Mukesh Ambani-promoted Jio Fin Services witnessed a block deal on Thursday in which Goldman Sachs sold over 26.75 lakh shares worth Rs 62 crore. The buyer in the deal was Morgan Stanley.
Goldman sold these shares through its affiliate Goldman Sachs Bank Europe SE-ODI at Rs 231.45 apiece. Morgan Stanley Asia Singapore PTE bought the shares.
The stock ended today at Rs 234.20 on the BSE, up Rs 2.60 or 1.12% over Wednesday's closing price.
Shares of Jio Financial Services have slipped 12% in the past one year underperforming the benchmarks Nifty and the BSE Sensex, which have dropped nearly 4% and 7%, respectively in the same period, according to Trendlyne data.

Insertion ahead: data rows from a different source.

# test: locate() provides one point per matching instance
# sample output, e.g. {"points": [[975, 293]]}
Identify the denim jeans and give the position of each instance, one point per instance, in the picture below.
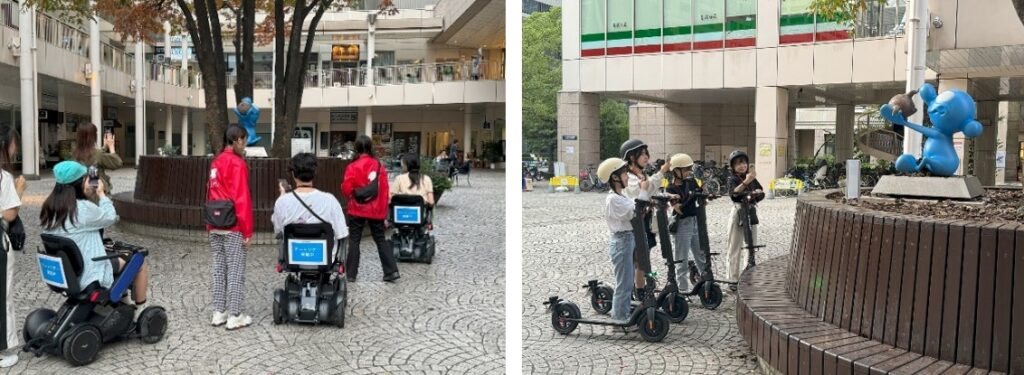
{"points": [[687, 241], [622, 259]]}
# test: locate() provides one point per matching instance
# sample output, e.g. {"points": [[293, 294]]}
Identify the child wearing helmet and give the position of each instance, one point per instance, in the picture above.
{"points": [[684, 210], [741, 182], [641, 186], [619, 213]]}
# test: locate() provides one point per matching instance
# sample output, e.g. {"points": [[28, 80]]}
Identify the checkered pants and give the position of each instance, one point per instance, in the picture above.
{"points": [[228, 273]]}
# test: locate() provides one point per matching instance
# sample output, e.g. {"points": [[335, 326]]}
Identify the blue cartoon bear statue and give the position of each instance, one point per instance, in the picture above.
{"points": [[950, 112]]}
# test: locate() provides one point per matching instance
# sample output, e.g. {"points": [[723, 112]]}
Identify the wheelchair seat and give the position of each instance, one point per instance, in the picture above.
{"points": [[410, 210], [308, 247], [60, 264]]}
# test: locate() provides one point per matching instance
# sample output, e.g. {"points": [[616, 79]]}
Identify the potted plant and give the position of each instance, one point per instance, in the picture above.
{"points": [[493, 154]]}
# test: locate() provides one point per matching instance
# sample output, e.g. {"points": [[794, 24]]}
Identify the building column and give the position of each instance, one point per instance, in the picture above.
{"points": [[579, 130], [468, 131], [770, 115], [95, 92], [139, 100], [168, 129], [184, 131], [845, 122], [30, 102]]}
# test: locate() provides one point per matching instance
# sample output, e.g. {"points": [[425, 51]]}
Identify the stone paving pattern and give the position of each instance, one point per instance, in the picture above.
{"points": [[565, 243], [443, 318]]}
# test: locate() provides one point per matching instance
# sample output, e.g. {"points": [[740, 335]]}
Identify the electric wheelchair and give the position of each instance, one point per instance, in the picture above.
{"points": [[315, 290], [92, 315], [413, 221]]}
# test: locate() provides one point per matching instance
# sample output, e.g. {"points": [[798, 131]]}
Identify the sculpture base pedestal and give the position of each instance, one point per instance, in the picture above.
{"points": [[961, 188], [256, 152]]}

The stock has slipped below its 50-day and 200-day simple moving averages (SMAs) of Rs 241 and Rs 285, respectively.
On Friday, Jio Financial Services reported a 14% year-on-year decline in its consolidated net profit for the quarter ended March 31, 2026 at Rs 272 crore compared to Rs 316 crore in the year-ago period.
The total revenue from operations in Q4FY26 stood at Rs 1,019 crore, surging 106% over Rs 493 crore in the corresponding quarter of the last financial year.
However, the company's profit after tax (PAT) grew 1.2% sequentially to Rs 269 crore while the topline increased by 13% quarter-on-quarter to Rs 901 crore in Q4FY25.
Jio Financial's net interest income in the quarter under review stood at Rs 202 crore versus Rs 81 crore in the year-ago period.
Jio Financial Services' consolidated total income was Rs 3,274 crore witnessing a growth of 78% YoY. Jio Credit’s Assets Under Management (AUM) crossed Rs 25,000 crore in FY26 while Jio Payment Solutions' total payment value crossed Rs 50,000 crore in FY26.